Зададим себе вопрос: возможно ли наличие культуры вне человека и возможно

ли существование человека (в человеческом качестве) вне культуры? При любом

ответе на этот вопрос обратим внимание на то, что нам пока неизвестны обе его

составляющие: нужно понять сущность обоих понятий — “культура” и “человек”.

Трудно сказать со всей определенностью, когда человек всерьез

заинтересовался тем, что же он собой представляет. Но в сохранившихся до наших

дней мифологических картинах мира уже присутствует вопрос о том, как и каким

образом появился человек. В одних случаях его лепили боги из глины или другого

подручного материала: например, шумерский миф рассказывает о том, как

праматерь Намму велит своему сыну Энки и богине-матери Нинмах слепить людей

из своей плоти — глины и помогает им в этом. Согласно индийской мифологии

люди произошли от первого человека, Пуруши, принесенного в жертву богам: из его

11

рта появились брахманы (жрецы), из рук — кшатрии (воины), из бедер — вайшьи

(земледельцы), из ступней ног— шудры (низшее сословие).

В других мифологиях мира мы встречаемся с различными вариациями на тему

возникновения человечества. Чаще других повторяется сюжет о божественном

происхождении человека, возможно, чтобы выделить его особое место в мире.

Однако нужно обратить внимание и на то, что в мифологии представлена целостная

картина мира, в которой, как говорил В. И. Вернадский (1863—1945), “человек... не

отделял себя от остальной живой природы. Он теснейшим образом чувствовал свою

генетическую, неразрывную связь со всем остальным миром...” [56, с. 44]. Но само

желание человека осмыслить как самого себя, так и свои истоки — уже вполне

культурный феномен.

Приблизительно с V века до н. э. появляются первые учения, в которых

делается попытка представить, понять или объяснить сущность человека. В древнем

Китае считалось, что “меж Небом и Землей человек драгоценнее всего” [325, с. 21].

Последователи легендарного Лао-цзы, родоначальника даосизма, предложили одно

из самых ранних объяснений причин такого высокого отношения к человеку:

“Человек подобен небу и земле и, как они, таит в себе природу пяти движущих начал

(воды, земли, огня, дерева и металла.— А. Б. ). Человек — самое разумное среди всех

существ, наделенных жизнью” [там же, с. 35]. Для Лао-цзы человек — один из

элементов мира, который соединил в себе гармонию инь и ян, что и делает его

драгоценностью, носителем мудрости — цзы. Как видим, разумность признается

качеством, свойственным только человеку, и этот критерий, лежащий в основе

представления о сущности человека, надолго войдет в научный обиход и восточной,

и западной культур.

В это же время древнегреческий мыслитель Протагор из Абдеры (ок. 481—ок.

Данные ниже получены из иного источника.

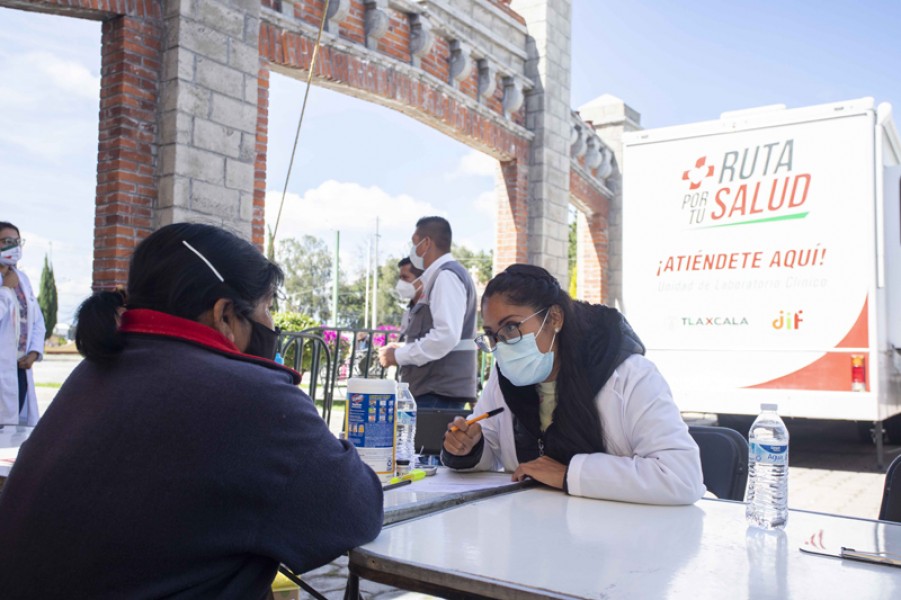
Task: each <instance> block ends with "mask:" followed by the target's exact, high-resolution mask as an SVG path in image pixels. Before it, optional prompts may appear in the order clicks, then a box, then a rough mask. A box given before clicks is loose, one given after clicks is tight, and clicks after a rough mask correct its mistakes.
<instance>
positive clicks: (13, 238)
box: [0, 238, 25, 250]
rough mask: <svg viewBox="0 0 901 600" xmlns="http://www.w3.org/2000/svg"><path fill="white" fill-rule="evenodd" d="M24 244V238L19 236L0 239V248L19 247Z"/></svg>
mask: <svg viewBox="0 0 901 600" xmlns="http://www.w3.org/2000/svg"><path fill="white" fill-rule="evenodd" d="M24 245H25V240H23V239H19V238H3V239H0V248H2V249H3V250H7V249H9V248H15V247H16V246H19V247H20V248H21V247H22V246H24Z"/></svg>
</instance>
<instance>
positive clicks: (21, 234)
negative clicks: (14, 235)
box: [0, 221, 22, 235]
mask: <svg viewBox="0 0 901 600" xmlns="http://www.w3.org/2000/svg"><path fill="white" fill-rule="evenodd" d="M0 229H15V230H16V233H17V234H19V235H22V232H21V231H19V228H18V227H16V226H15V225H13V224H12V223H10V222H9V221H0Z"/></svg>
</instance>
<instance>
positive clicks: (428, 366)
mask: <svg viewBox="0 0 901 600" xmlns="http://www.w3.org/2000/svg"><path fill="white" fill-rule="evenodd" d="M451 243H452V233H451V227H450V223H448V222H447V220H446V219H444V218H442V217H423V218H422V219H419V221H418V222H417V223H416V231H414V232H413V236H412V238H411V244H410V245H411V249H410V261H411V264H412V266H413V267H415V268H417V269H423V273H422V276H421V277H420V281H421V282H422V292H421V296H420V298H419V299H418V301H417V302H416V303H415V304H414V305H413V307H412V308H411V309H410V320H409V324H408V325H407V327H406V330H405V331H406V335H407V343H406V344H405V345H404V346H401V347H397V346H395V345H389V346H386V347H384V348H381V349H380V350H379V362H381V364H382V366H384V367H389V366H392V365H398V366H400V379H401V381H404V382H407V383H409V384H410V391H411V392H412V393H413V396H414V397H415V398H416V404H417V407H418V408H420V409H422V408H426V409H428V408H449V409H456V410H461V409H463V407H464V406H465V405H466V404H467V403H468V402H472V401H474V400H475V396H476V346H475V344H473V342H472V337H473V336H474V335H475V328H476V292H475V285H473V282H472V277H470V275H469V272H468V271H467V270H466V269H465V268H464V267H463V265H461V264H460V263H459V262H457V261H456V260H454V257H453V255H452V254H451V253H450V249H451Z"/></svg>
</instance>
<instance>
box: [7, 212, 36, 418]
mask: <svg viewBox="0 0 901 600" xmlns="http://www.w3.org/2000/svg"><path fill="white" fill-rule="evenodd" d="M24 244H25V240H23V239H22V237H21V235H20V234H19V228H18V227H16V226H15V225H13V224H12V223H7V222H5V221H0V275H2V277H3V285H2V286H0V425H2V424H18V423H22V424H25V425H34V424H35V423H37V420H38V400H37V394H36V393H35V390H34V376H33V373H32V370H31V367H32V365H33V364H34V363H35V361H37V360H40V359H41V357H42V356H43V355H44V333H45V327H44V315H43V314H42V313H41V308H40V306H39V305H38V301H37V298H36V297H35V295H34V290H33V289H32V287H31V282H30V281H29V280H28V277H26V276H25V273H23V272H22V271H20V270H19V269H18V268H17V267H16V265H17V264H18V262H19V260H21V258H22V246H23V245H24Z"/></svg>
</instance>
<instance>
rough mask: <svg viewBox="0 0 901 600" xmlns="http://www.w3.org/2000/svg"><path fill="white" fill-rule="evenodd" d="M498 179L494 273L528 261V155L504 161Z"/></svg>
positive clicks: (500, 166)
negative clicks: (506, 160)
mask: <svg viewBox="0 0 901 600" xmlns="http://www.w3.org/2000/svg"><path fill="white" fill-rule="evenodd" d="M498 170H499V172H498V174H497V175H496V176H495V182H496V192H497V227H496V230H495V231H496V234H495V238H496V239H495V251H494V272H495V273H500V272H501V271H503V270H504V269H505V268H507V266H508V265H511V264H513V263H523V262H527V261H528V259H529V255H528V227H529V221H528V217H529V207H528V201H529V197H528V195H529V165H528V157H527V153H526V152H523V154H522V156H520V157H519V158H518V159H514V160H509V161H504V162H501V163H500V166H499V167H498Z"/></svg>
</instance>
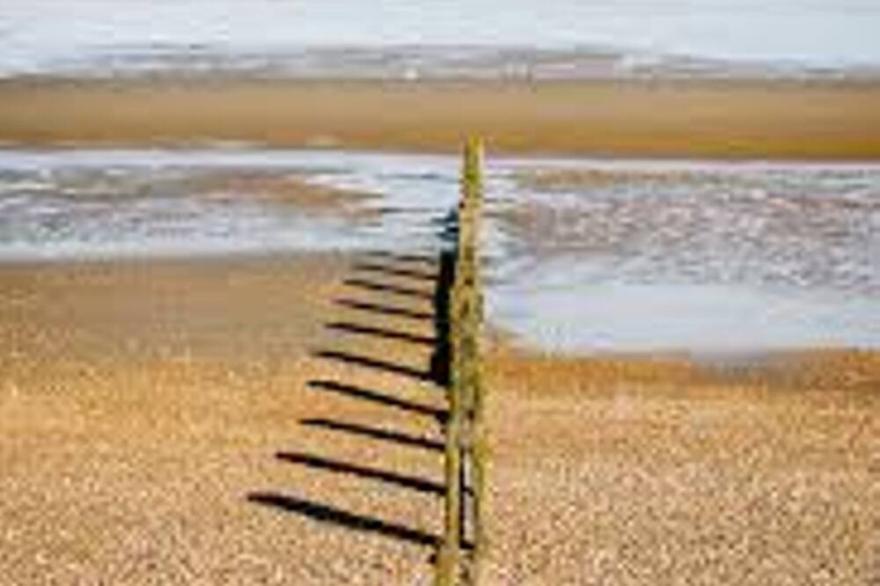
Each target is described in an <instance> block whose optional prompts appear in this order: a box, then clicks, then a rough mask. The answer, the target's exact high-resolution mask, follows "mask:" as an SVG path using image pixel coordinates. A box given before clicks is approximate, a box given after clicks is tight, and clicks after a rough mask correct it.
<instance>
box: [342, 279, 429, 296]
mask: <svg viewBox="0 0 880 586" xmlns="http://www.w3.org/2000/svg"><path fill="white" fill-rule="evenodd" d="M343 284H345V285H346V286H348V287H356V288H358V289H365V290H367V291H374V292H379V293H388V294H391V295H398V296H400V297H411V298H413V299H421V300H425V301H432V300H433V299H434V296H433V295H432V294H431V292H430V291H422V290H419V289H412V288H410V287H401V286H399V285H388V284H385V283H377V282H376V281H370V280H367V279H361V278H352V279H345V280H344V281H343Z"/></svg>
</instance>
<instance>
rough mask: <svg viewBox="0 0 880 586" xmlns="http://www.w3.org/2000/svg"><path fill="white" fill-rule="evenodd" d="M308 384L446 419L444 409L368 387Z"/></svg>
mask: <svg viewBox="0 0 880 586" xmlns="http://www.w3.org/2000/svg"><path fill="white" fill-rule="evenodd" d="M308 386H309V387H310V388H313V389H318V390H322V391H329V392H331V393H337V394H340V395H345V396H347V397H354V398H356V399H363V400H365V401H372V402H374V403H379V404H381V405H385V406H387V407H393V408H395V409H399V410H401V411H407V412H409V413H414V414H416V415H424V416H426V417H433V418H434V419H437V420H438V421H440V422H443V421H446V415H447V412H446V410H445V409H439V408H436V407H431V406H429V405H422V404H421V403H414V402H412V401H407V400H405V399H400V398H398V397H393V396H390V395H385V394H383V393H378V392H376V391H371V390H369V389H363V388H360V387H356V386H354V385H348V384H345V383H340V382H336V381H325V380H312V381H309V382H308Z"/></svg>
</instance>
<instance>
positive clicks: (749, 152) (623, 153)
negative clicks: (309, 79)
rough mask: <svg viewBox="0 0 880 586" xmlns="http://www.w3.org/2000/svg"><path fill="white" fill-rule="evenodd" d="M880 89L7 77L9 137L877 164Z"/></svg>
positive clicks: (774, 83)
mask: <svg viewBox="0 0 880 586" xmlns="http://www.w3.org/2000/svg"><path fill="white" fill-rule="evenodd" d="M878 106H880V84H877V83H873V82H819V81H813V82H796V81H746V80H740V81H735V80H731V81H668V80H667V81H659V80H658V81H591V82H541V83H534V84H530V83H524V82H463V81H462V82H456V81H437V82H398V81H386V82H378V81H377V82H370V81H345V80H338V81H243V80H235V79H214V80H210V79H207V80H206V79H203V80H189V81H184V80H168V79H165V80H161V79H157V80H140V81H61V80H25V81H22V80H12V81H4V82H0V140H2V141H5V142H9V143H20V144H26V145H39V146H45V145H54V144H58V143H78V144H87V145H119V144H138V145H143V144H187V143H200V142H205V141H208V142H212V141H244V142H254V143H261V144H267V145H274V146H315V147H321V146H334V147H345V148H369V149H398V150H422V151H454V150H457V149H458V147H459V145H460V143H461V140H462V138H463V136H464V135H466V134H472V133H475V134H482V135H484V136H486V137H487V138H488V139H489V144H490V147H491V149H492V150H493V151H494V152H497V153H505V152H506V153H539V152H540V153H578V154H591V155H626V156H645V157H647V156H651V157H654V156H660V157H663V156H676V157H723V158H790V159H829V160H830V159H839V160H864V159H877V158H878V157H880V107H878Z"/></svg>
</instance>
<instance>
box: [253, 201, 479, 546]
mask: <svg viewBox="0 0 880 586" xmlns="http://www.w3.org/2000/svg"><path fill="white" fill-rule="evenodd" d="M450 218H451V219H452V223H454V220H455V214H454V213H451V214H450V215H449V216H447V217H446V218H444V222H443V232H442V233H441V234H440V238H441V240H444V241H445V240H448V239H449V238H450V230H455V229H456V228H455V226H454V225H452V224H451V223H450ZM452 234H453V236H452V237H453V238H454V232H453V233H452ZM367 256H368V257H369V259H370V260H369V261H367V262H363V263H360V264H359V265H358V266H357V267H356V269H357V270H359V271H360V272H364V273H369V274H370V275H371V278H370V279H367V278H360V277H357V276H355V277H352V278H349V279H347V280H346V281H345V282H344V283H345V284H346V285H347V286H349V287H352V288H355V289H358V290H361V291H363V292H368V293H371V294H376V293H381V294H384V295H386V296H391V297H394V296H397V297H405V298H409V299H416V300H419V301H429V302H431V303H432V305H433V308H432V309H433V311H432V312H428V311H422V310H418V309H411V308H403V307H399V306H394V305H388V304H386V303H385V301H384V300H383V302H382V303H378V302H375V301H373V300H361V299H356V298H350V297H346V298H343V299H339V300H337V301H336V304H337V305H339V306H342V307H346V308H349V309H355V310H358V311H361V312H364V313H367V314H373V315H374V316H378V317H382V318H385V317H389V316H391V317H401V318H407V319H413V320H420V321H432V322H433V324H434V336H433V337H429V336H419V335H415V334H410V333H406V332H400V331H396V330H392V329H389V328H386V327H376V326H368V325H362V324H355V323H350V322H344V321H335V322H331V323H328V324H326V327H327V328H329V329H331V330H334V331H338V332H343V333H346V334H352V335H359V336H364V337H369V336H372V337H378V338H382V339H386V340H387V339H391V340H396V341H400V342H404V343H410V344H418V345H420V346H425V347H427V348H429V349H430V355H429V356H428V357H426V359H427V361H428V363H429V365H428V368H427V369H425V370H421V369H419V368H415V367H412V366H409V365H402V364H396V363H393V362H391V361H388V360H386V359H384V358H378V357H372V356H366V355H360V354H354V353H350V352H344V351H340V350H333V349H321V350H318V351H316V352H314V355H315V356H317V357H319V358H322V359H325V360H331V361H337V362H343V363H346V364H350V365H356V366H360V367H364V368H369V369H377V370H382V371H385V372H391V373H394V374H398V375H401V376H404V377H409V378H413V379H416V380H419V381H428V382H434V383H436V384H438V385H439V386H441V387H445V386H446V385H447V384H448V381H449V368H448V362H449V346H448V342H447V339H448V333H449V332H448V327H449V326H448V322H447V320H446V317H445V316H446V314H447V311H448V302H447V298H448V291H449V287H450V286H451V284H452V282H453V279H454V274H453V272H454V255H453V253H452V252H451V251H446V250H443V251H441V252H440V253H439V254H438V256H436V257H428V256H426V255H409V254H398V253H392V252H381V251H380V252H372V253H369V254H368V255H367ZM398 263H399V264H403V265H405V266H404V267H399V266H397V264H398ZM413 264H418V265H420V266H424V267H427V268H435V269H436V271H437V273H436V277H434V278H433V279H428V278H427V277H428V273H426V272H424V271H422V270H420V269H419V270H416V269H413V268H411V265H413ZM380 277H384V278H394V279H396V280H407V279H408V280H410V281H415V282H417V283H425V282H427V281H429V280H433V281H434V290H433V292H432V291H425V290H423V289H419V288H415V287H411V286H408V285H400V284H394V283H387V282H384V281H383V280H380V279H379V278H380ZM308 387H309V389H311V390H317V391H323V392H331V393H336V394H339V395H343V396H345V397H348V398H354V399H358V400H363V401H369V402H372V403H376V404H378V405H382V406H385V407H388V408H391V409H396V410H401V411H404V412H407V413H411V414H413V415H417V416H426V417H431V418H434V419H435V420H436V421H437V422H438V423H439V424H441V425H442V424H444V423H445V420H446V417H447V410H446V409H444V408H438V407H432V406H430V405H425V404H421V403H418V402H415V401H410V400H407V399H403V398H401V397H397V396H394V395H393V394H390V393H386V392H380V391H376V390H372V389H365V388H362V387H359V386H357V385H353V384H349V383H347V382H344V381H333V380H312V381H309V383H308ZM300 424H301V425H303V426H306V427H309V428H313V429H324V430H329V431H332V432H336V433H345V434H349V435H351V436H354V437H356V438H359V439H362V440H364V441H369V440H379V441H386V442H391V443H395V444H398V445H402V446H407V447H411V448H414V449H423V450H429V451H431V452H437V453H440V452H442V451H443V448H444V445H443V442H442V441H440V440H431V439H428V438H421V437H415V436H412V435H410V434H407V433H404V432H402V431H399V430H392V429H378V428H375V427H372V426H368V425H364V424H359V423H351V422H341V421H335V420H332V419H326V418H312V419H304V420H302V421H300ZM275 457H276V459H278V460H281V461H283V462H285V463H287V464H291V465H296V466H304V467H307V468H309V469H312V470H318V471H321V472H323V473H332V474H340V475H343V476H345V477H350V478H351V479H352V480H355V481H359V480H368V481H373V482H383V483H387V484H392V485H395V486H398V487H401V488H404V489H407V490H412V491H415V492H418V493H424V494H429V495H433V496H436V497H441V496H442V495H443V494H444V493H445V486H444V485H443V484H442V483H440V482H436V481H433V480H428V479H425V478H420V477H416V476H410V475H406V474H402V473H400V472H392V471H388V470H380V469H377V468H372V467H367V466H363V465H360V464H354V463H350V462H342V461H339V460H335V459H330V458H327V457H322V456H318V455H314V454H306V453H299V452H291V451H283V452H278V453H277V454H276V455H275ZM247 500H248V502H250V503H252V504H255V505H259V506H263V507H269V508H272V509H276V510H280V511H284V512H286V513H293V514H297V515H299V516H301V517H305V518H308V519H311V520H313V521H317V522H320V523H326V524H330V525H334V526H337V527H344V528H346V529H349V530H352V531H358V532H367V533H373V534H379V535H383V536H386V537H390V538H393V539H397V540H400V541H404V542H408V543H412V544H415V545H421V546H429V547H431V548H432V550H433V551H432V553H431V556H430V557H429V562H430V563H433V560H434V559H435V556H436V551H437V548H438V547H439V546H440V539H439V537H438V536H436V535H432V534H430V533H427V532H424V531H421V530H418V529H414V528H412V527H408V526H406V525H405V524H404V523H399V522H393V521H390V520H384V519H378V518H375V517H372V516H369V515H363V514H357V513H354V512H351V511H346V510H344V509H341V508H339V507H337V506H334V505H332V504H330V503H320V502H315V501H311V500H307V499H304V498H301V497H298V496H293V495H288V494H281V493H277V492H265V491H263V492H253V493H250V494H249V495H247ZM465 547H470V544H465Z"/></svg>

411 до н.э.) в сочинении “Истина” выразил приблизительно ту же мысль словами:

“Человек есть мера всех вещей: существующих, что они существуют, и не

существующих, что они не существуют” [242, т. 2, с. 203]. Другими словами, для

Протагора истина может существовать только в сознании человека, и он, человек, не

только просто разумное существо, но, и мерило истины. Многообразие истин для

Протагора заключено в многообразии людей, неповторимость суждений — в

неповторимости человека. Именно человек — та мера, которой можно измерить

любые вещи мира.

Знаменательно, что человек предстал перед мировой культурой в гораздо

более ранние времена — в греческой мифологии и в греческом искусстве — не

только как “мера всех вещей”, но и как богоподобное существо (“ликом подобен

богам” — так писал Гомер в “Илиаде” об одном из своих героев). Он запечатлен в

скульптуре как гармоническое существо в единстве телесного и духовного начал, он

смело вступает в борьбу с неумолимым роком в греческой трагедии.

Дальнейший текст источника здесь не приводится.